What you describe was probably pad fade actually. From what I understand, boiled brakes tend to be expressed by increasing pedal travel until you get to the floor. Pad fade on the other hand is as you described, it feels like the brakes just aren't grabbing.

SirBrass 06-03-2014 08:52 PM

Quote:

Originally Posted by ddeflyer (Post 1776094)
What you describe was probably pad fade actually. From what I understand, boiled brakes tend to be expressed by increasing pedal travel until you get to the floor. Pad fade on the other hand is as you described, it feels like the brakes just aren't grabbing.

Ah. Hmm. So, basically the pads got too hot?

ddeflyer 06-03-2014 09:26 PM

Quote:

Originally Posted by SirBrass (Post 1776411)
Ah. Hmm. So, basically the pads got too hot?

Pretty much. It is also possible to have pad fade and brake fluid boiling at the same time. Another measure of what is going wrong can be how much your brakes recover afterwards. If you have a firm pedal an hour after driving on the track then you just saw pad fade. If your pedal is still spongey and having more travel then you boiled your fluid. If your brakes just don't bite as well (that is, when you have a firm pedal either because you didn't boil the fluid or you flushed it) then you glazed your pads (basically I guess you practically melted them and now they have a bad surface interfacing with the rotors).

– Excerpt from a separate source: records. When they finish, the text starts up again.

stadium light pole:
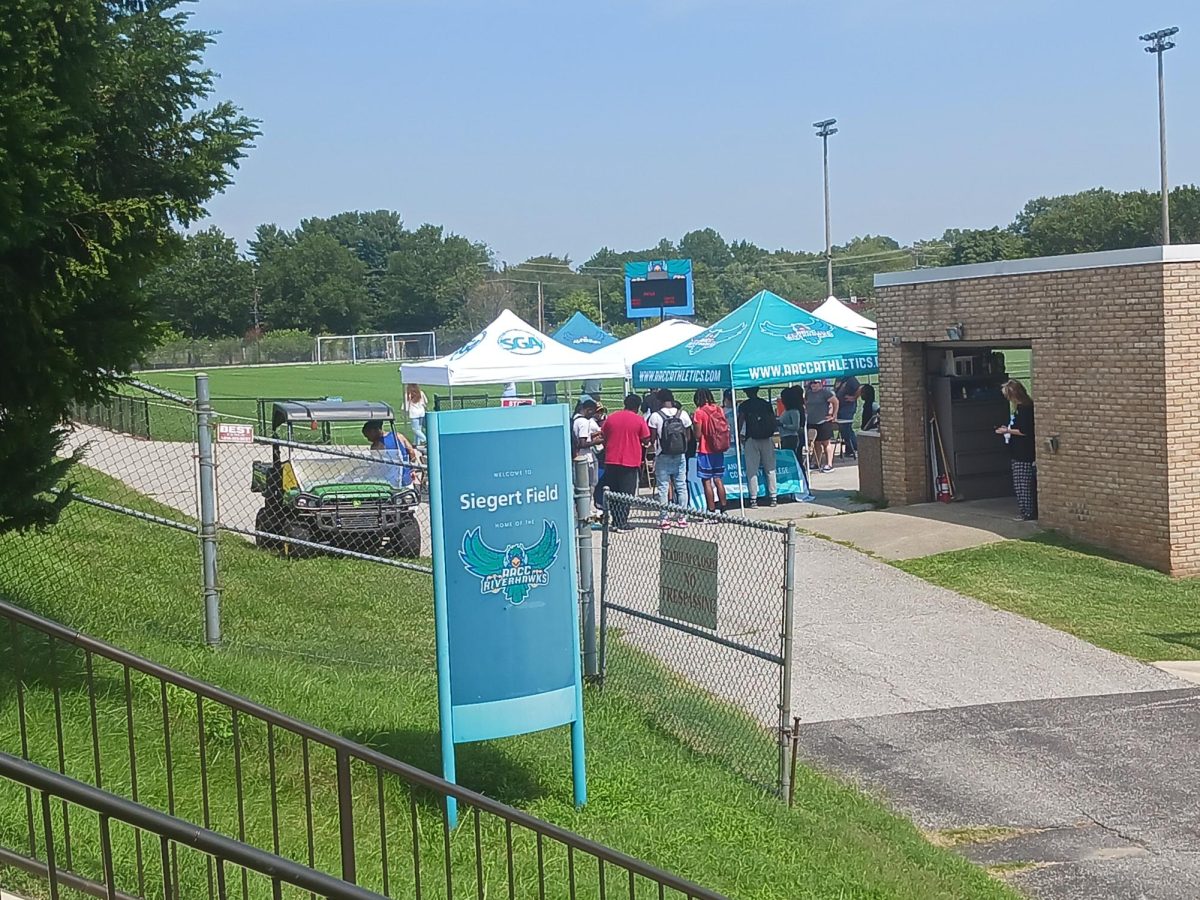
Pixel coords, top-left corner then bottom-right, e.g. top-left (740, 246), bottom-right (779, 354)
top-left (1138, 28), bottom-right (1178, 245)
top-left (812, 119), bottom-right (838, 296)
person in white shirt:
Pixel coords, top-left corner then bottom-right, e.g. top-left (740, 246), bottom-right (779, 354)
top-left (404, 384), bottom-right (430, 446)
top-left (571, 400), bottom-right (600, 518)
top-left (646, 388), bottom-right (691, 530)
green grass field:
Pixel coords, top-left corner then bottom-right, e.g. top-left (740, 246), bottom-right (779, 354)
top-left (126, 362), bottom-right (624, 443)
top-left (0, 469), bottom-right (1014, 900)
top-left (895, 533), bottom-right (1200, 660)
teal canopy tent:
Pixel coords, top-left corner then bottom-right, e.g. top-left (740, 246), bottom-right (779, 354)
top-left (551, 312), bottom-right (617, 353)
top-left (634, 290), bottom-right (880, 389)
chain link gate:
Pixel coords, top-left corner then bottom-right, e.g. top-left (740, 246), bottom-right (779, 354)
top-left (600, 492), bottom-right (796, 797)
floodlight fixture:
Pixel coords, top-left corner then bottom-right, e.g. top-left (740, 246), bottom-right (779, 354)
top-left (1138, 26), bottom-right (1180, 245)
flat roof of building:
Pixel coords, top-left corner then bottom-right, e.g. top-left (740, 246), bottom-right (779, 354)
top-left (875, 244), bottom-right (1200, 288)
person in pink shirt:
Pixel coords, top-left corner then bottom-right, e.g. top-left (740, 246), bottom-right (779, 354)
top-left (600, 394), bottom-right (650, 532)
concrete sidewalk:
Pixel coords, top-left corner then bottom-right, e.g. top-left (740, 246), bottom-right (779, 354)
top-left (800, 688), bottom-right (1200, 900)
top-left (796, 497), bottom-right (1039, 559)
top-left (792, 535), bottom-right (1183, 722)
top-left (595, 510), bottom-right (1183, 725)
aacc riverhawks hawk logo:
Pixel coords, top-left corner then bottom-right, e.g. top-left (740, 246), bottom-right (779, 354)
top-left (758, 319), bottom-right (833, 347)
top-left (458, 520), bottom-right (559, 606)
top-left (686, 322), bottom-right (746, 356)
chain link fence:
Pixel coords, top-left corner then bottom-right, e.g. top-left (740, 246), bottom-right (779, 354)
top-left (600, 492), bottom-right (796, 797)
top-left (0, 382), bottom-right (432, 667)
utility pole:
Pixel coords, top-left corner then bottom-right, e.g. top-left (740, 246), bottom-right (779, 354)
top-left (812, 119), bottom-right (838, 296)
top-left (1138, 28), bottom-right (1178, 246)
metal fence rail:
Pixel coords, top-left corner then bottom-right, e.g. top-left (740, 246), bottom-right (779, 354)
top-left (0, 601), bottom-right (720, 900)
top-left (0, 752), bottom-right (383, 900)
top-left (600, 492), bottom-right (796, 796)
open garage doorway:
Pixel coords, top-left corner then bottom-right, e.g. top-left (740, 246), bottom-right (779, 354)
top-left (925, 341), bottom-right (1036, 500)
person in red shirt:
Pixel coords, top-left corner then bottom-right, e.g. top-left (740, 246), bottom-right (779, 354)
top-left (600, 394), bottom-right (650, 532)
top-left (691, 388), bottom-right (733, 516)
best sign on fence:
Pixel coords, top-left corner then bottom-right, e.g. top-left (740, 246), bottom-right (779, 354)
top-left (217, 422), bottom-right (254, 444)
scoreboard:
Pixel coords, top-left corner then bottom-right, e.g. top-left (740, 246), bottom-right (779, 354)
top-left (625, 259), bottom-right (696, 319)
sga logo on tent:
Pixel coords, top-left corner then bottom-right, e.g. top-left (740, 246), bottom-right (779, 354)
top-left (458, 518), bottom-right (559, 606)
top-left (496, 328), bottom-right (546, 356)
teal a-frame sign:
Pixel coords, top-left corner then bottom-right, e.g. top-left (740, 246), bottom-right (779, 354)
top-left (428, 404), bottom-right (587, 827)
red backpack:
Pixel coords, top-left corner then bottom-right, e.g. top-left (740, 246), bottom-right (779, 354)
top-left (696, 403), bottom-right (732, 454)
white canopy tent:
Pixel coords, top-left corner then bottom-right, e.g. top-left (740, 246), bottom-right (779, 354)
top-left (590, 319), bottom-right (704, 380)
top-left (812, 296), bottom-right (878, 337)
top-left (400, 310), bottom-right (625, 386)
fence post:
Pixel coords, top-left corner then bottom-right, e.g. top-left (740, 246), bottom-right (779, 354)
top-left (599, 487), bottom-right (611, 686)
top-left (335, 748), bottom-right (357, 884)
top-left (196, 372), bottom-right (221, 647)
top-left (574, 457), bottom-right (600, 678)
top-left (779, 522), bottom-right (796, 799)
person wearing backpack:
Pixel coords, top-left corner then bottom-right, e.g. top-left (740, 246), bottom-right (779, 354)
top-left (647, 388), bottom-right (691, 530)
top-left (738, 388), bottom-right (779, 509)
top-left (691, 388), bottom-right (733, 515)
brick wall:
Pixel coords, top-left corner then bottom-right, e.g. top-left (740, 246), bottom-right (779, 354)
top-left (877, 263), bottom-right (1200, 575)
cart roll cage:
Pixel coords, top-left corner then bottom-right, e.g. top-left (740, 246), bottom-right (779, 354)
top-left (271, 400), bottom-right (396, 431)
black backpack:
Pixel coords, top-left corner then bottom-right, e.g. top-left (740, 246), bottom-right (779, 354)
top-left (659, 412), bottom-right (688, 456)
top-left (743, 397), bottom-right (775, 440)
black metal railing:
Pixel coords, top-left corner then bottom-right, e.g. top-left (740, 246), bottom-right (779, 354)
top-left (0, 752), bottom-right (383, 900)
top-left (0, 601), bottom-right (721, 900)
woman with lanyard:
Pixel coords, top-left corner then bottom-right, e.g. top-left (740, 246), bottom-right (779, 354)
top-left (996, 380), bottom-right (1038, 522)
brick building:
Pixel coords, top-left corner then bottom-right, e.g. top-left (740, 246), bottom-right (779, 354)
top-left (875, 245), bottom-right (1200, 575)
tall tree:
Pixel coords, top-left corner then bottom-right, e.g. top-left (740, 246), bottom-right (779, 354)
top-left (0, 0), bottom-right (256, 532)
top-left (946, 228), bottom-right (1030, 265)
top-left (679, 228), bottom-right (733, 269)
top-left (258, 230), bottom-right (370, 335)
top-left (145, 228), bottom-right (254, 337)
top-left (379, 224), bottom-right (488, 331)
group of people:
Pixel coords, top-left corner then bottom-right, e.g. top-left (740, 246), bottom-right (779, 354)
top-left (571, 389), bottom-right (731, 532)
top-left (571, 377), bottom-right (878, 530)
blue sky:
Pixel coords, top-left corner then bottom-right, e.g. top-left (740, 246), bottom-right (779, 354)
top-left (191, 0), bottom-right (1200, 263)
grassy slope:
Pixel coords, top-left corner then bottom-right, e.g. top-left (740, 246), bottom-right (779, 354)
top-left (0, 475), bottom-right (1012, 900)
top-left (896, 535), bottom-right (1200, 660)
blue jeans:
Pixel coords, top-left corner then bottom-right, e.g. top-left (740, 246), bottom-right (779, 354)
top-left (654, 454), bottom-right (688, 522)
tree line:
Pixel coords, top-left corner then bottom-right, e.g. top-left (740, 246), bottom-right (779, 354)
top-left (144, 186), bottom-right (1200, 340)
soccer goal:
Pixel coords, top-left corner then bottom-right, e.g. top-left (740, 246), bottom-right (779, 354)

There are alot of factors that determine the heat in any single part of your braking system so it is possible to have any one of those three issues with or without the others.

CSG Mike 06-04-2014 02:19 AM

Quote:

Originally Posted by SirBrass (Post 1776411)
Ah. Hmm. So, basically the pads got too hot?

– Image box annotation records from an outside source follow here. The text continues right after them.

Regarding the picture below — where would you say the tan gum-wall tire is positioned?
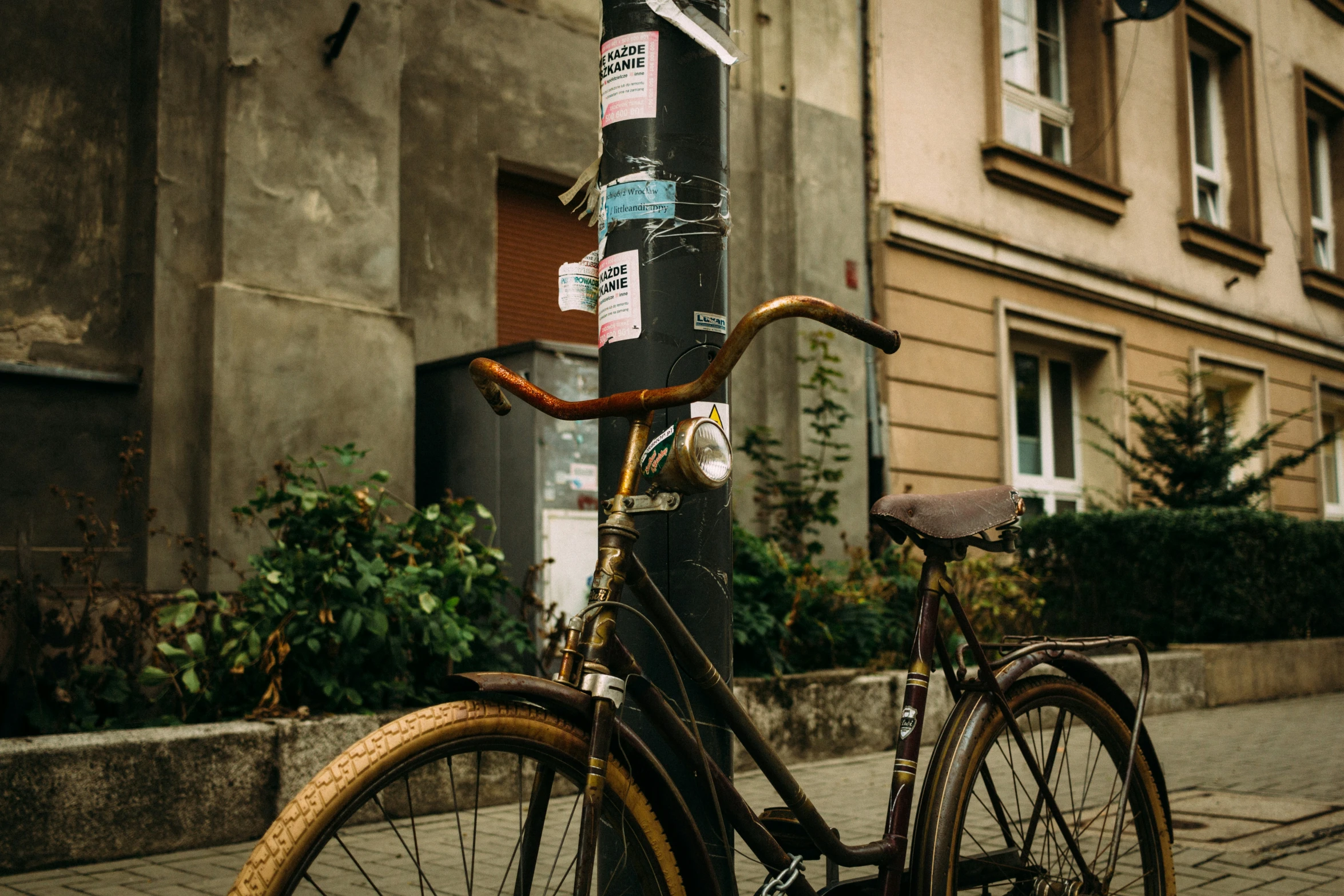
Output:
[911,676,1176,896]
[230,700,686,896]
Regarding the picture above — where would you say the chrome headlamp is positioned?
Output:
[640,416,733,493]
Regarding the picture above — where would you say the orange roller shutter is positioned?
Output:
[495,172,597,345]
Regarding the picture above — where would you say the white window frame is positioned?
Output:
[1008,344,1084,513]
[1186,42,1228,227]
[1317,389,1344,520]
[1306,111,1335,272]
[999,0,1074,165]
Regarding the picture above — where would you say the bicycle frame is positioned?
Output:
[468,297,1165,896]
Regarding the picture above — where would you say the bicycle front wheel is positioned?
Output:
[230,700,686,896]
[913,676,1176,896]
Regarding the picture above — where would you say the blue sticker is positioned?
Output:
[598,180,676,239]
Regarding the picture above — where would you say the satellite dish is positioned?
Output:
[1116,0,1180,22]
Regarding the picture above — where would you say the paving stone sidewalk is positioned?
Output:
[0,695,1344,896]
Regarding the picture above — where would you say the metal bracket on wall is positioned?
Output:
[602,492,681,513]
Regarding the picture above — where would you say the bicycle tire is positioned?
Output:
[230,700,686,896]
[911,676,1176,896]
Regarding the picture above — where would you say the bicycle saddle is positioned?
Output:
[872,485,1023,544]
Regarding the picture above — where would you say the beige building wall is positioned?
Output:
[872,0,1344,517]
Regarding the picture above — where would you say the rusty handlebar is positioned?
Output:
[471,296,901,420]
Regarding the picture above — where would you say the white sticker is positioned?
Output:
[568,464,597,492]
[691,401,733,438]
[597,249,642,345]
[695,312,729,336]
[560,253,597,313]
[601,31,659,128]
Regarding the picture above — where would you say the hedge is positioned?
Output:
[1021,509,1344,646]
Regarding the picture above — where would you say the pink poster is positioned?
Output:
[602,31,659,128]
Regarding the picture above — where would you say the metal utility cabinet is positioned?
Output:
[415,341,597,614]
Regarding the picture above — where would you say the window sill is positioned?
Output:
[980,140,1133,224]
[1312,0,1344,26]
[1176,218,1270,274]
[1302,265,1344,305]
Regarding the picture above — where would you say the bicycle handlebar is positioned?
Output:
[471,296,901,420]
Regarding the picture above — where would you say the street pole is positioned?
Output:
[598,0,731,896]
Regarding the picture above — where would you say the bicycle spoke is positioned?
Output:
[445,756,476,896]
[336,834,383,896]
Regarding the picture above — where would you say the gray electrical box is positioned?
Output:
[415,341,597,614]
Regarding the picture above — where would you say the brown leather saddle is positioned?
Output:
[872,485,1023,551]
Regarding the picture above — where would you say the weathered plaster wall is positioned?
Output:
[729,0,868,555]
[150,0,414,587]
[402,0,601,361]
[876,0,1344,341]
[0,0,157,580]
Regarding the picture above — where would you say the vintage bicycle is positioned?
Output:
[233,296,1175,896]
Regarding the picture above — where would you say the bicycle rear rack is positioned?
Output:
[945,635,1149,887]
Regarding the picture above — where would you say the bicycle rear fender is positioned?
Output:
[997,650,1172,837]
[448,672,722,896]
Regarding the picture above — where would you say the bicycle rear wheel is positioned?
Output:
[230,701,686,896]
[913,676,1176,896]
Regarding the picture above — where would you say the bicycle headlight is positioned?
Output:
[640,416,733,493]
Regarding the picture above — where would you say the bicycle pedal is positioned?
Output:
[757,806,821,861]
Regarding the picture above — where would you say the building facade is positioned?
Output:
[872,0,1344,517]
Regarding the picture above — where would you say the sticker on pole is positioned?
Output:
[560,251,597,313]
[692,312,729,336]
[597,249,642,345]
[691,401,733,438]
[601,31,659,128]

Post a picture of your pads and we can tell you :)

CSG Mike 06-04-2014 02:20 AM

@SunDevilFRS I'm tagging you here because I cannot respond to your PM.

Are you looking for the MonoFlex, or the new MonoStreet?

Just confirming; the MonoFlex is being superseded by the MonoStreet.

-Mike

Pacific Auto 06-04-2014 03:32 AM

Tell me what size sway bars to get!

Car Specs:
-bilstein b14 kit
-HVT camber plates
-17"x8" 235 wheels/tires
-Stock motor
-2.7 front camber, -2.2 rear camber

ddeflyer 06-04-2014 03:35 AM

Quote:

Originally Posted by CSG Mike (Post 1777066)
Post a picture of your pads and we can tell you :)

Listen to the CSG guys over me btw, they know more/have waaaayyyyy more experience!

kavanagh 06-04-2014 03:46 AM

Quote:

Originally Posted by juliog (Post 1775927)
I think that's the wrong approach TBH. If you are already comfortable driving without aids, you don't want to turn them on again on a new track. You should instead start driving way below your limit (full control speeds) with TC off, then progressively build up your speed throughout the day as you learn the track.